Mom and Dad were still reading at bedtime to my brother Peter, three years younger than I. He soon caught up with me, as I ploughed happily through books we had already heard over and over at bedtime, books like A. A. Milnes’s The House at Pooh Corners, When We Were Very Young and Now We are Six.
Within short years we landed on the same pages, devouring British author Arthur Ransome’s adventures about children who, like us, lived our summer holidays on islands in lakes and rivers. Unlike us, they went to sea and had adventures with real pirates and hidden treasure, giving our imaginations plenty of scope.
My brother and I had to make two half-hour trips by streetcar three times a week to slake our thirst for reading. The St. Clair Public Library, a friendly place, was firm about allowing only three books at a time per child. I vaguely remember that we an unspoken agreement to take out at least one book each that both of us would enjoy, like E. Nesbitt’s tales of time travel, The Amulet and Five Children and It.
Peter had read at least once every book that interested him in the children’s section, long before he reached the age for the adult room, or even the small collection for youth. I fought such a determined campaign for him that eventually the librarians for adults and children put their heads together and agreed he was entitled to include one book from the adult section in his limit of three per visit.

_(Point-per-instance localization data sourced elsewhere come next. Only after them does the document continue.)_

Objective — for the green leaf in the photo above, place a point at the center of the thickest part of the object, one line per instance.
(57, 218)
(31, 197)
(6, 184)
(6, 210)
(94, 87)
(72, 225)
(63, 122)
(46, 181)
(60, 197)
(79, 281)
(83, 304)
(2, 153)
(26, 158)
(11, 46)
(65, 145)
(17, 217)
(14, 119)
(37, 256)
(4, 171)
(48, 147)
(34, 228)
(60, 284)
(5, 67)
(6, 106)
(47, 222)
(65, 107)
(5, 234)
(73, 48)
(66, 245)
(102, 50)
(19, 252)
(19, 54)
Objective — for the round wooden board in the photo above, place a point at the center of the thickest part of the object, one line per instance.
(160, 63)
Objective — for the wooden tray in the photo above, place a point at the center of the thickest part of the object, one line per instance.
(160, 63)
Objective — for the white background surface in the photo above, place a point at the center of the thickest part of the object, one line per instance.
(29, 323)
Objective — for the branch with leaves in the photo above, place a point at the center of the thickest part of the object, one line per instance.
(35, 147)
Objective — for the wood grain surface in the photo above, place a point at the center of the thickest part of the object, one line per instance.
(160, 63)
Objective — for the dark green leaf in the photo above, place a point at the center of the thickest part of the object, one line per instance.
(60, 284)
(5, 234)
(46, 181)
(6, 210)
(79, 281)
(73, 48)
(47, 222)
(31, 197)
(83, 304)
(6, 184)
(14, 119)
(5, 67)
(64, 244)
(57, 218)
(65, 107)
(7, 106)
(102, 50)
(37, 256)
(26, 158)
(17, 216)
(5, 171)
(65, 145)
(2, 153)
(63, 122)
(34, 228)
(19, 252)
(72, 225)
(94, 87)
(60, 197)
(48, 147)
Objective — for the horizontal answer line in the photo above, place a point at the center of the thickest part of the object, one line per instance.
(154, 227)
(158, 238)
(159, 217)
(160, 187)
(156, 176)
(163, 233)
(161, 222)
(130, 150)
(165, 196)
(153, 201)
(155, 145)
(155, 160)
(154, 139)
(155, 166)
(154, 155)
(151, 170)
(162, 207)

As for me, when I was not among the novels, I spent hours at the library table, poring over large, heavy picture books on ballet, memorizing the career and repertoire of every ballerina and first male dancer on both sides of the Atlantic. In time I would watch many of them perform at the Royal Alexandra Theatre.
Once Dad and Peter made a foray to Balliol Street, one block south of us, to buy a guinea pig from one of Peter’s friends at Hodgson Public School. The classmate’s father confided to Dad in a stage whisper his reservations about Peter as a playmate for his son: “Nice kid, but,” he shook his head, “All that readin’.

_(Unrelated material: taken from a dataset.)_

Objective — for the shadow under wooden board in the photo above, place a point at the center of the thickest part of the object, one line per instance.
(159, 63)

Books cannot have done much harm. The classmate became an engineer and Peter a professor of English at the University of Toronto. My bookshelves are still overflowing with books that I got to know first at the Public Library - a home away from home.

A lovely reflection on the early years of a great family passion! It wasn't such an effort to get to the local public library for me as a child but I do remember going there regularly (not 3 times a week though) and graduating through the ranks of books.